Yesterday I was offered a flight from Paraparaumu Airport to Kaikoura by Felix Morgenstern. His father Uwe is the water and ice dating specialist here at GNS Science. This was a great chance to admire some fantastic landforms created by the uplift of the leading edge of the Australian Tcctonic Plate right up close to the collision boundary, just east of the north end of the South Island.
We flew directly south across Cook Strait, away from Wellington’s cloudy skies to a clear day over the South Island. This picture shows the coast of the Wellington Peninsula fringed by marine terraces that have been uplifted and tilted by successive earthquakes. Cook Strait is in the foreground and the white wind generator towers are making use of windy Wellington’s prime natural resource!
On the other side of the Strait, the skies were clear.

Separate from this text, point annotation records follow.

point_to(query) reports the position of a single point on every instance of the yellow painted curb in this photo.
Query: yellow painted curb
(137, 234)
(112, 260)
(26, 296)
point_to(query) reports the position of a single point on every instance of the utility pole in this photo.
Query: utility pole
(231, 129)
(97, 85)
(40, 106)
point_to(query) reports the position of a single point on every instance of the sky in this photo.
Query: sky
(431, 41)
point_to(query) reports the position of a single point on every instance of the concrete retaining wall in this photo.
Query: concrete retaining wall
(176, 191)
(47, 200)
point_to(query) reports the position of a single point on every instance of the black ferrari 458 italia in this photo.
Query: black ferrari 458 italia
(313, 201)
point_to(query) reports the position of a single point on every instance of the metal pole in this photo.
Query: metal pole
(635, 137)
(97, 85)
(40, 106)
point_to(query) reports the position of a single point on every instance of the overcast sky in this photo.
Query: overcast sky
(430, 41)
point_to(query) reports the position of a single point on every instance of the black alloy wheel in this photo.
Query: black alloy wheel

This is a view across the coastline to the south-east of Blenheim. The rocks that underly this landscape include several locations where the famous K-T boundary layer (Cretaceous – Tertiary or Cretaceous Paleocene boundary) is exposed. This thin dark layer of clay is found at different places worldwide. It marks the point in time when a massive asteroid impact in Mexico caused the extinction of the dinosaurs and many other life forms. One such place is the rocky hillside near to the true left of the river in the foreground.
Soon we were passing alongside the inland Kaikoura Range, whose highest peak is Tapuae o Uenuku at 2,885 metres. It is made up of a complex of resistant igneous rocks, thought to be of Cretaceous age. Faults active for the last 20 million years are lined up along each side of the range, parallel to the plate boundary just off the coast. These are mainly strike slip (sideways moving) faults but there is also significant vertical movement pushing the mountains up by up to 10 mm a year.